The must read stories and debate in the NHS
- Today’s must know: NHS told to ‘get serious’ as full impact of cyberattack revealed
- Today’s talking point: NHS England to ‘strongly resist’ legal case against accountable care contract
- Today’s risk: Gaps in ‘critical’ children’s mental health services exposed
- Today’s appointment: Former health minister to chair major teaching trust
Stranger things
The never-ending fight against the US-style healthcare bogeyman has become an order of magnitude weirder this week. A campaign group, named 999 Call for the NHS, has launched a judicial review against NHS England over its contract for accountable care organisations.
The core of their argument appears to be that the Health and Social Care Act 2012, which specifies that an NHS service must be paid for in line with the NHS tariff, will be breached should commissioners use NHS England’s new ACO contract to award a fixed price population contract to a provider.

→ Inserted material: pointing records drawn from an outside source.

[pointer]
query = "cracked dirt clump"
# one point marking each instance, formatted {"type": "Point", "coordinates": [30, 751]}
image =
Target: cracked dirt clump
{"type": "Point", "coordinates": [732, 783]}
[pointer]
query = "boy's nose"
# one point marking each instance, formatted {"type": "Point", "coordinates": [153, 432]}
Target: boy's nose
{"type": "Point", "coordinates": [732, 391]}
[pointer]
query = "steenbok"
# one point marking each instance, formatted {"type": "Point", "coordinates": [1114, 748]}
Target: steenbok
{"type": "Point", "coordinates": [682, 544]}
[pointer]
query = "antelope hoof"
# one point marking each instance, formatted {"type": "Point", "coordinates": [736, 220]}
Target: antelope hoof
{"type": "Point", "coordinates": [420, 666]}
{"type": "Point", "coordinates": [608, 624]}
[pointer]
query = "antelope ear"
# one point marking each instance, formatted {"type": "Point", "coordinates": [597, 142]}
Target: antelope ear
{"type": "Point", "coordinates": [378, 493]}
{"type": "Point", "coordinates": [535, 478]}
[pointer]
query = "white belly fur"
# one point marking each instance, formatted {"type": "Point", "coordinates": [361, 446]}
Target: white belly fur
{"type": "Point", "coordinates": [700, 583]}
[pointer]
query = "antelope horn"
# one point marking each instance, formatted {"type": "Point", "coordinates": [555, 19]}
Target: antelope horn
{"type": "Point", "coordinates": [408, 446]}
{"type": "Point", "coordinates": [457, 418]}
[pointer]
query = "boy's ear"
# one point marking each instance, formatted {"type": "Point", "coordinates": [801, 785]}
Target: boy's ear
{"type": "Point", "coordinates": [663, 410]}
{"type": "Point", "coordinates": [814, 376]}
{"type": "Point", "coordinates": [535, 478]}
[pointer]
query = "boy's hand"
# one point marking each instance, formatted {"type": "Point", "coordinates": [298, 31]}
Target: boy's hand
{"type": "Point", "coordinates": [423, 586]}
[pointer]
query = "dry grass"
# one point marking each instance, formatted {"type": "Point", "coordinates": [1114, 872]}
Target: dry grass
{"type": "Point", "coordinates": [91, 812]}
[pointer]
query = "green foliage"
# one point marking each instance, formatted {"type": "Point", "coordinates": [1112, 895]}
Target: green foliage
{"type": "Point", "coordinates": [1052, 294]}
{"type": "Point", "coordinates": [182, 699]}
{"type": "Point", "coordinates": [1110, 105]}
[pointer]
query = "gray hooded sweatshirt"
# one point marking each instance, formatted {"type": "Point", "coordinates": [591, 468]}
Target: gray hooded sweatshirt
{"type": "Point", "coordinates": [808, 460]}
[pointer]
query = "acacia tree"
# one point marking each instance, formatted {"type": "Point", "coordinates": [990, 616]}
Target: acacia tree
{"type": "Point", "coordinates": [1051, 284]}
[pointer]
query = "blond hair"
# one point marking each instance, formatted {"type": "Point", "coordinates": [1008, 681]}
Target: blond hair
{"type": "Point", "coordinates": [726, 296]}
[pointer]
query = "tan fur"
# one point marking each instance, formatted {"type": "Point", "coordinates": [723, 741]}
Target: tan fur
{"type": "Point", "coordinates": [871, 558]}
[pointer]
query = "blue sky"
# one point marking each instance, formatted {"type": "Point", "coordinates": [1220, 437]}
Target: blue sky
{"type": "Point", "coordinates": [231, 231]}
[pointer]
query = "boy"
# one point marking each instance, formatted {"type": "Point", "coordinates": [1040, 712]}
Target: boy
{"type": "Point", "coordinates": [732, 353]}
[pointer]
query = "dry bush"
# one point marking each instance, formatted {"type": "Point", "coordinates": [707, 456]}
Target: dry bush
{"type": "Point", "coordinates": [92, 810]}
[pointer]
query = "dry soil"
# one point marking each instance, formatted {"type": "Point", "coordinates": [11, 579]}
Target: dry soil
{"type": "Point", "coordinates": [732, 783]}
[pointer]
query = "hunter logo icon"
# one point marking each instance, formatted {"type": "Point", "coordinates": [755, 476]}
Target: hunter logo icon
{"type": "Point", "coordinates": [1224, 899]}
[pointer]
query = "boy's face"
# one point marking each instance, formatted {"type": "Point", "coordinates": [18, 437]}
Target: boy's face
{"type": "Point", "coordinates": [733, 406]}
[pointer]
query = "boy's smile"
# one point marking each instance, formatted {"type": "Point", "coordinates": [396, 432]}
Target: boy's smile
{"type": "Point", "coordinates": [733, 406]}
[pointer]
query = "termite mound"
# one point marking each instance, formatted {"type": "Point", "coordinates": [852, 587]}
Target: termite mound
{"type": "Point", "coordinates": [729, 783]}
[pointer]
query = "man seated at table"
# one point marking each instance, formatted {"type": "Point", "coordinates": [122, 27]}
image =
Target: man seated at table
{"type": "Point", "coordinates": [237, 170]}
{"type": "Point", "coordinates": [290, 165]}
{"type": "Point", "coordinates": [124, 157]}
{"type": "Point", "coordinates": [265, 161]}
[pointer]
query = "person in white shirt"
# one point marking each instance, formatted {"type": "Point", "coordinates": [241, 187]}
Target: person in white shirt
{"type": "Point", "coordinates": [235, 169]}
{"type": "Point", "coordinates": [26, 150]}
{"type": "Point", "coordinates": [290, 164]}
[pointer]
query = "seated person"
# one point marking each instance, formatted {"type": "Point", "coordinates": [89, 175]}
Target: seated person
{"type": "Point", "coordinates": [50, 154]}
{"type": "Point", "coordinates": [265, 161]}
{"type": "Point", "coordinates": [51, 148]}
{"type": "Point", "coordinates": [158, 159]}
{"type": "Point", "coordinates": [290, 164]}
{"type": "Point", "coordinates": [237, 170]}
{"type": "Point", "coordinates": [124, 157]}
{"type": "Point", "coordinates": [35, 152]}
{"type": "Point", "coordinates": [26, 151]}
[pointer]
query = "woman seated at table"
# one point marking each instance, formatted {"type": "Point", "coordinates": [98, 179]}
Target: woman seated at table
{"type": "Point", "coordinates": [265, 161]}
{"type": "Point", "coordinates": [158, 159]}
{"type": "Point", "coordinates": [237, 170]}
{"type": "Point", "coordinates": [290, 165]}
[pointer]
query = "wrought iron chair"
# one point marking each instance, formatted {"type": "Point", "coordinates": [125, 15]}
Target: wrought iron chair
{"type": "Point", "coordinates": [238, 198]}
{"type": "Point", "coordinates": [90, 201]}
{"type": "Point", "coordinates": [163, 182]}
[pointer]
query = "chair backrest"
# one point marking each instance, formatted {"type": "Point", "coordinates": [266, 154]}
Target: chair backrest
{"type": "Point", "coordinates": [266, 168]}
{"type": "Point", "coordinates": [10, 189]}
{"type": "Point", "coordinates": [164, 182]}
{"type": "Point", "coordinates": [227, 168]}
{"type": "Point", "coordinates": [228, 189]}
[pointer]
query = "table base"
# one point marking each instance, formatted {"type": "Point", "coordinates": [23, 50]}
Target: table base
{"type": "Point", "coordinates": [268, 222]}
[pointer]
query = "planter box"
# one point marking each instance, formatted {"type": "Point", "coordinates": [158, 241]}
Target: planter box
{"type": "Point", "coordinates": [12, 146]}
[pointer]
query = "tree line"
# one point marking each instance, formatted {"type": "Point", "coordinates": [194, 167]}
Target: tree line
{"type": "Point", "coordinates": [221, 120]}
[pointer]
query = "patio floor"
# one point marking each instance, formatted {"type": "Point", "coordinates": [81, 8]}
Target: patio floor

Essentially they argue that the Health Act is breached by a fixed price ACO contract as it does not pay for actual use of services. It’s hard to know what the campaigners – or a judge for that matter – would make of the integrated(ish) prime provider deals that have already been awarded across the country, which already bundle tariff applicable services into a larger, less transactional contract focused on prevention.
In an interesting turn of events the very thing anti-privatisers protested against in the past – the section of the Health Act designed to facilitate competition within the NHS, which was the subject of endless controversy at the time – has now become the weapon of choice in the battle to save the NHS.
We seem to remember being warned in 2011 of a US-style healthcare system being Lansley’s ultimate goal.
Leaving aside the beyond-satire elements of all this, there are very few NHS commissioners that actually look close to awarding an ACO contract. Earlier this week HSJ found a couple of areas in Manchester that had come up against a number of roadblocks in their journeys toward ACO creation.
Would the case have been different had the PM’s general election plan worked? Perhaps. It would certainly have made it easier for the government to push through the new legislation needed to put ACOs in place.
Although they seem convinced that saving the NHS from integrated population health provision will leave us all better off, the campaigners have not spelt out how thwarting ACOs will better match what we get with what we can afford to pay for.
Still, they may be providing a public service by stress-testing the Lansley legislation and exposing the non-existent governance arrangements around STPs.
Slow fixes
The NHS headed into the weekend with a chastening day on Friday, with reports criticising the service’s response to the cyberattack in May and flagging up serious problems in children’s mental health services.
The National Audit Office’s investigation into the unprecedented WannaCry cyberattack revealed more than 130 urgent cancer referrals were cancelled and more than 1,200 medical devices were infected because of the ransomware virus.
Much of its criticism was aimed at the Department of Health and NHS England for not testing plans for a major cyberattack – despite warnings a year earlier that an attack was likely.
“As the NHS had not rehearsed for a national cyberattack it was not immediately clear who should lead the response and there were problems with communications,” the report said.
The next national chief clinical information officer will need to help address this “absence of timely central direction” before another cyberattack can hit the NHS.
There was uncomfortable reading in the CQC’s review of children and young people’s mental health services too.
The regulator found patients struggling to access mental health services, a fragmented landscape of provision and the risk of children being placed in an inpatient unit miles from home.
Paul Lelliott, the CQC’s lead inspector for mental health, said he couldn’t propose any “quick fixes” but better access to intensive support at home and round-the-clock crisis services could help keep young people out of inpatient units.